December 30, 2004 by Terry Teachout

I’ve been longing for weeks now to pull together a huge post of cool links (while simultaneously updating “Sites to See”), and went so far the other day as to sift and prune my lengthy list of bookmarks in preparation for the Great Elsewhere Posting. But is this it? No, this is not it. Nor am I holding forth on recently consumed high art, for the good reason that I haven’t consumed any, at least not in the past couple of days. I got back to New York late Tuesday afternoon, and Our Girl showed up on my doorstep eight hours later. All I’ve had time to do since then is catch up with my accumulated snail mail, stay on top of the incoming e-mail, tinker with my theater calendar for January and February, and embark on the gratifying process of showing off my co-blogger to a select list of blogbuddies (as well a few culturally challenged no-blog types).

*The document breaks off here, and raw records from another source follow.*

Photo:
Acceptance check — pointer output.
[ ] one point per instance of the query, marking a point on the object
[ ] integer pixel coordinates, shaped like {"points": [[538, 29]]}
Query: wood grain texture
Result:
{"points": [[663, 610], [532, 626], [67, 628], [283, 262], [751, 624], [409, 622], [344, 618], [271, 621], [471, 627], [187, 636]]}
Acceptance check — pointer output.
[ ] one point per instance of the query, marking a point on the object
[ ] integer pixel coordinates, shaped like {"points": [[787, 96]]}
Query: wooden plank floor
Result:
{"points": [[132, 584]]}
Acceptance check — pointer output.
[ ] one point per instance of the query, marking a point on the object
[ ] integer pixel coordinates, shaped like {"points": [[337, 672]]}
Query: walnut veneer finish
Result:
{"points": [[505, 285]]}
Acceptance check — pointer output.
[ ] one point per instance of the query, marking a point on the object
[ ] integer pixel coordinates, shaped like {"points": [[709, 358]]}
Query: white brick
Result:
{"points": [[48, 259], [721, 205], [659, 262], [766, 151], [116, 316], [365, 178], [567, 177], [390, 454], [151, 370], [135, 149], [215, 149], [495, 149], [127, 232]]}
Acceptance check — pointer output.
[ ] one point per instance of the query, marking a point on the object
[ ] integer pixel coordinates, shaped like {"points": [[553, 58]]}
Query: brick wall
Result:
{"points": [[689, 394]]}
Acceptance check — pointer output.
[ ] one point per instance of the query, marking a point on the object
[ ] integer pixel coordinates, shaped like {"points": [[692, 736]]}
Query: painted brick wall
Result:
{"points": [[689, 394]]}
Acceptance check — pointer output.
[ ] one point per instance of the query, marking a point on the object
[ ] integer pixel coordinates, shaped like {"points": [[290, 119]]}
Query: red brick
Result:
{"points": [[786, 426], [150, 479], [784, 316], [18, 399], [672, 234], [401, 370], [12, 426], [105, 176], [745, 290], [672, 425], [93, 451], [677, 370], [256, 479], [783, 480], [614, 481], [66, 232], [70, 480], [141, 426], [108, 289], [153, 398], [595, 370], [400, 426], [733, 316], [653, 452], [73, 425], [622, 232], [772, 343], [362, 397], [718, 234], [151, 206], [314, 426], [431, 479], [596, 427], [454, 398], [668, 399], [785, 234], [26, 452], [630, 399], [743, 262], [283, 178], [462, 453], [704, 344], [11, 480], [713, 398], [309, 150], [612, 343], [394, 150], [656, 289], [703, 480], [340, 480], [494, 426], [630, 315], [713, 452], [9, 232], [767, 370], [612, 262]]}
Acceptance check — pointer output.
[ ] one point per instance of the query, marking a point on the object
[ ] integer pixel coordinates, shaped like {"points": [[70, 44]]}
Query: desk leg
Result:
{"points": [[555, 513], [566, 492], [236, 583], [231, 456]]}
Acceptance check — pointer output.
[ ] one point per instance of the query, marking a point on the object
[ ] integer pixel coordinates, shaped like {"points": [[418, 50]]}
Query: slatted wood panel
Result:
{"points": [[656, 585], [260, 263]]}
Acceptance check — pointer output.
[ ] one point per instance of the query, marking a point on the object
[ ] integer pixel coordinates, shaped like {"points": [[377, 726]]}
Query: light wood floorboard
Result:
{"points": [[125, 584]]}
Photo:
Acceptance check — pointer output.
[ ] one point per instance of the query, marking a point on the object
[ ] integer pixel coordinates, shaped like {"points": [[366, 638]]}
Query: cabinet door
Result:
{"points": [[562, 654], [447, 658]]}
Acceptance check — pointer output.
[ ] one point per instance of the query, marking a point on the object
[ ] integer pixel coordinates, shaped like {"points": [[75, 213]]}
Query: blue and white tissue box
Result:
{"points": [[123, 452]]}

The one gainful thing I’ve managed to do is finish writing my next Commentary essay, which is about the letters of classical composers. I tried to write it in Smalltown, but my mother shifted into Full Distraction Mode With Deflector Shields when I spent a whole day writing my “Second City” column for this Sunday’s Washington Post, and the most I could manage after that was to read two relevant books, draft the opening section, and think through the whole piece in my head. In fact, I wasn’t able to get down to serious business until…well, er, one a.m. this morning.


First, OGIC and I watched a DVD of Near Dark after returning from Blogdinner No. 1 (we’re soooo into vampires). Then we listened to music and talked nonstop for a couple of hours (we’re still getting used to the simple pleasure of being in the same room). Then I sighed deeply, arose from my comfy berth on the couch, bid my guest farewell, took a scaldingly hot shower and a stiff dose of aspirin, and retired to my office. Four hours later the piece was done, after which I ascended to my loft, fell asleep instantly, and awoke without benefit of alarm at 9:30, wrenched into consciousness by what sleep specialists call my clock-dependent alerting (that’s what wakes you up at two in the morning the day after you fly to Europe). I found in my e-mailbox a note from the editor of Commentary, asking me what the hell I was doing sending him pieces at five-thirty in the morning (of course he knew–that’s just his way of being polite) and promising that he’d send me back galleys to read and correct later today.


That, my friends, is journalism.


As for my previous Commentary essay, a paean to Haydn, it’s in the issue that was just mailed out to subscribers, and I’ll be posting a link in the right-hand column as soon as it becomes available on the magazine’s Web site. In fact, OGIC and I will be posting quite a bit of other fresh stuff in the right-hand column between now and Monday–look for it. In addition, I’ll make her sit down at my desk sooner or later and blog about what a great time she’s having. And I do solemnly swear that the Great Elsewhere Posting will materialize at some point in the next few days.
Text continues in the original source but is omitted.